Cooperation is almost as old as competition, as even bacteria show signs of working together for survival. The idea of two living organisms working together was simply coincidental, such as symbiotic relationships between organisms that could survive and reproduce by behaving in ways that were mutually beneficial (or, at least, not harmful to each other). This has resulted in families and social species where groups form to protect themselves from threats in the environment. Human cooperation is at another level, with the assembly line, role specialization, laws, and other forms of cooperation causing a thriving, abundant society.

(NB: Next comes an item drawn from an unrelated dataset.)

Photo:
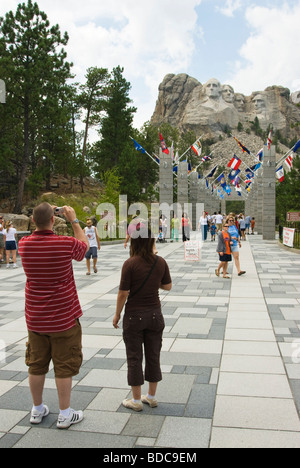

So which is better? Well, both mechanisms increase human capabilities—competition brings out the best in individuals to achieve a goal, while cooperation increases the outcome for any individual as well as the group. Arguably, in today’s society, almost all fair competition is cooperative in nature—people who compete within the rules are, by definition, cooperating. You don’t see too many people entering a Mixed Martial Arts competition wielding a knife to stab the other person, for example. That would be unfair competition and not cooperating by playing within the rules. So both mechanisms work together, and they have their strengths and weaknesses.

People and groups can even compete against themselves: they can complete a task in 5 minutes and then try again to complete it in 3. They are cooperating to attain a goal and competing against a benchmark completion time. Clearly, they couldn’t get to 3 minutes without cooperation, but they also might not have the desire or belief to get to 3 minutes without having seen it completed in 5 minutes and knowing that 3 minutes might be possible. It’s a fantastic combination of working together toward a better outcome that leads to amazing accomplishments.

So, if you’re trying to maximize your own potential as a person or a professional, you should use both to your advantage. You might not like cooperation sometimes (like if you don’t like others’ ways of doing things), and you might not like competition sometimes (like if you don’t want to fight someone). Only you can ultimately determine which combination of methods you will use. But just remember that both are useful, and in a modern society you can’t really avoid interacting with others—for mutual benefit (cooperation) and benchmarks (competition). And don’t forget that it’s about the optimal outcome for you, not what others think or what works for them. As long as you don’t act at someone else’s expense, maximizing your own growth is perfectly fine. Get help and find ways to push yourself so that you can succeed in whatever you want to achieve in life.